The Ocean Pines directors have been asked to donate roughly a half-acre of land on either side of the north gate bridge in order to complete the project, which could involve expanding that section of the road into a four-lane situation.
During the May 4 board of directors’ meeting, some residents registered their concerns about the safety problems the traffic circle could cause.
“This would be a true catastrophe for anybody that uses the north gate,” one resident said during the meeting. The board needs to step up and tell these people, ‘This is a disaster waiting to happen.’”
Others brought up their concerns through emails to Tuttle, who says he has collected around 35 emails on the subject.
“Probably 70 percent [of the emails] are opposed to the concept,” Tuttle said. “People are concerned whether it’s safe for traffic because of all the traffic on 589.”
Bob Rager, Maryland State Highway Administration district community liaison, said says those concerns are misguided, as traffic circles are used to minimize the risk of accidents and improve traffic flow.
“Like any other traffic-control device, they are very effective when used in the right circumstances,” Rager said. “They also are very good at maintaining an efficient traffic flow.”
In the meantime, the board is discussing options that could include modifications to improve travel through the north gate entrance. One option would be to remove the bridge entirely and expand it and to install culverts underneath.

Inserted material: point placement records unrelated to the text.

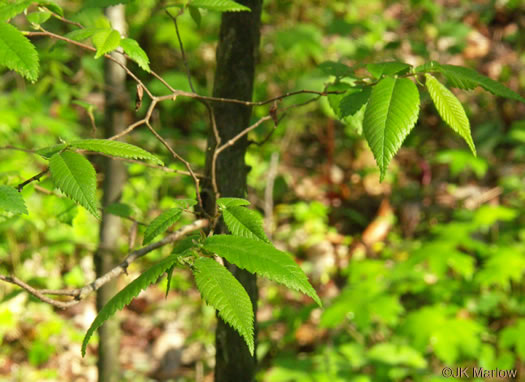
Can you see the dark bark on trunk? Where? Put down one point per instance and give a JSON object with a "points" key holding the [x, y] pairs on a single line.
{"points": [[110, 227], [234, 77]]}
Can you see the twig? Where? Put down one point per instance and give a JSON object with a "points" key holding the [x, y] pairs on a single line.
{"points": [[32, 179], [211, 115], [81, 293], [268, 194], [92, 49], [17, 149], [161, 168], [178, 157]]}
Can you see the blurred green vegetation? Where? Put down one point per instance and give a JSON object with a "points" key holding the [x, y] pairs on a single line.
{"points": [[435, 279]]}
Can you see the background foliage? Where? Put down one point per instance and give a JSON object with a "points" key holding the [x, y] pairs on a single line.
{"points": [[422, 271]]}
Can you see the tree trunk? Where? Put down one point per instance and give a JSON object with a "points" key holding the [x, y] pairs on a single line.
{"points": [[234, 77], [110, 227]]}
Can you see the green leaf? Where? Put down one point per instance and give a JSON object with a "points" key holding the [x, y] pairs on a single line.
{"points": [[48, 152], [353, 102], [104, 3], [195, 15], [225, 293], [114, 148], [232, 202], [263, 259], [336, 69], [75, 176], [136, 53], [184, 203], [11, 200], [52, 6], [450, 109], [17, 53], [106, 41], [83, 34], [38, 17], [10, 10], [244, 222], [124, 297], [161, 223], [390, 115], [387, 68], [119, 209], [466, 78], [185, 244], [219, 5]]}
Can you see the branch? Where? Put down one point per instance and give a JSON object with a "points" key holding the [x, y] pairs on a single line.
{"points": [[81, 293], [178, 157], [90, 48]]}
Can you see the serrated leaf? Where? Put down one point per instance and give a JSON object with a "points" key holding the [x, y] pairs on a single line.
{"points": [[244, 222], [48, 152], [219, 5], [390, 115], [119, 209], [17, 53], [10, 10], [232, 202], [185, 244], [466, 78], [161, 223], [38, 17], [11, 200], [195, 15], [68, 211], [104, 3], [431, 66], [75, 176], [263, 259], [350, 104], [124, 297], [114, 148], [83, 34], [106, 41], [334, 100], [136, 53], [336, 69], [225, 293], [450, 109], [387, 68]]}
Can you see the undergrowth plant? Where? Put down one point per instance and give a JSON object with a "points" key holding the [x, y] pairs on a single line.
{"points": [[387, 101]]}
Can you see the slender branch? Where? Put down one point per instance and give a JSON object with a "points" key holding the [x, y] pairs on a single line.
{"points": [[211, 115], [90, 48], [161, 168], [178, 157], [17, 149], [32, 179], [81, 293]]}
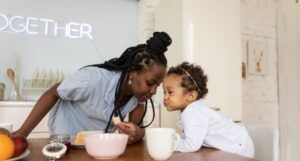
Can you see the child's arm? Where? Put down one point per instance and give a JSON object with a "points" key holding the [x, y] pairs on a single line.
{"points": [[195, 127], [41, 108]]}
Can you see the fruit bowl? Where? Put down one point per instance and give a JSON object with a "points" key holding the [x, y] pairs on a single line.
{"points": [[105, 145]]}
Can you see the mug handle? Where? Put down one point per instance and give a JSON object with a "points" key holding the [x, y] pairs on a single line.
{"points": [[176, 140]]}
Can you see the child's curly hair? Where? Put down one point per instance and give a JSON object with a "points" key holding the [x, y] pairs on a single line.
{"points": [[194, 79]]}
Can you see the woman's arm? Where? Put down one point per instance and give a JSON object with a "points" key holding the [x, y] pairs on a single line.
{"points": [[41, 108], [131, 128]]}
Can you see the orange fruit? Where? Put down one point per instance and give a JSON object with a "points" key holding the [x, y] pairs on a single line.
{"points": [[7, 147]]}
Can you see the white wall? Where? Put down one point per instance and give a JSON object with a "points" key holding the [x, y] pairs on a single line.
{"points": [[114, 23], [211, 38], [260, 92], [168, 18], [289, 78]]}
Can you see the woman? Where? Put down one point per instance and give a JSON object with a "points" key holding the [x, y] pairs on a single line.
{"points": [[89, 98]]}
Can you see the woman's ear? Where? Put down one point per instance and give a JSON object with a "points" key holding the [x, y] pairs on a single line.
{"points": [[192, 96]]}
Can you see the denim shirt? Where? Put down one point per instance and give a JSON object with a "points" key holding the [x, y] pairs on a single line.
{"points": [[86, 102]]}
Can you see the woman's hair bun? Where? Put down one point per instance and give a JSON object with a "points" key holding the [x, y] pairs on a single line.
{"points": [[159, 42]]}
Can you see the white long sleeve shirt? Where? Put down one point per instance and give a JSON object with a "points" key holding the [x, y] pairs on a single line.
{"points": [[203, 126]]}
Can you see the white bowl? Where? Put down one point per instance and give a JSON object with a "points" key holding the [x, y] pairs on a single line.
{"points": [[106, 145]]}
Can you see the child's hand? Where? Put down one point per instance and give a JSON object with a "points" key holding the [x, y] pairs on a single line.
{"points": [[134, 132]]}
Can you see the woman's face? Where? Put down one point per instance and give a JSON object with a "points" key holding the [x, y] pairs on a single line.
{"points": [[145, 82]]}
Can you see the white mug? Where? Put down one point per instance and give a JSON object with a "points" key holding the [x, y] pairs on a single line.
{"points": [[161, 142], [7, 126]]}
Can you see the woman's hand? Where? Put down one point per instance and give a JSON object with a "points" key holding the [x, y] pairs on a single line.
{"points": [[134, 132]]}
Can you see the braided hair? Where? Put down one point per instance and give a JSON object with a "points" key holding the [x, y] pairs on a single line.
{"points": [[133, 58]]}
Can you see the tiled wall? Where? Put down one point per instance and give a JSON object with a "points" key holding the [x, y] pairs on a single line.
{"points": [[260, 98]]}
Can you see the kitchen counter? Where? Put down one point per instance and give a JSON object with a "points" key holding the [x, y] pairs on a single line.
{"points": [[136, 152]]}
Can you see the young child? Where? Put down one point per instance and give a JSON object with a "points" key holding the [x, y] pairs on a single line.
{"points": [[184, 87]]}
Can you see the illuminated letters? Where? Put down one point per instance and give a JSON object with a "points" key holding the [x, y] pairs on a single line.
{"points": [[43, 26]]}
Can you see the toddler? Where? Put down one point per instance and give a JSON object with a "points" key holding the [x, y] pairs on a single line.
{"points": [[184, 87]]}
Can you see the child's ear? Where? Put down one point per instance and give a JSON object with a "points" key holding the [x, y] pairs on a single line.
{"points": [[192, 96]]}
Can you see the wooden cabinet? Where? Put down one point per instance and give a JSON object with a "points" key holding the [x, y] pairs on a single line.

“You could have it just like a bridge, but you wouldn’t have the cost of the bridge,” Tuttle said. “You could widen it, and then anybody coming out that wants to turn right wouldn’t have to wait at all, they could just come out.”
While this would be an advantage for some residents, the cost of the operation would be entirely on Ocean Pines to pay, he added.
The concept is not a design that is set to begin construction, and Tuttle invited transportation department representatives to attend the next board meeting to answer any questions residents might have about the design.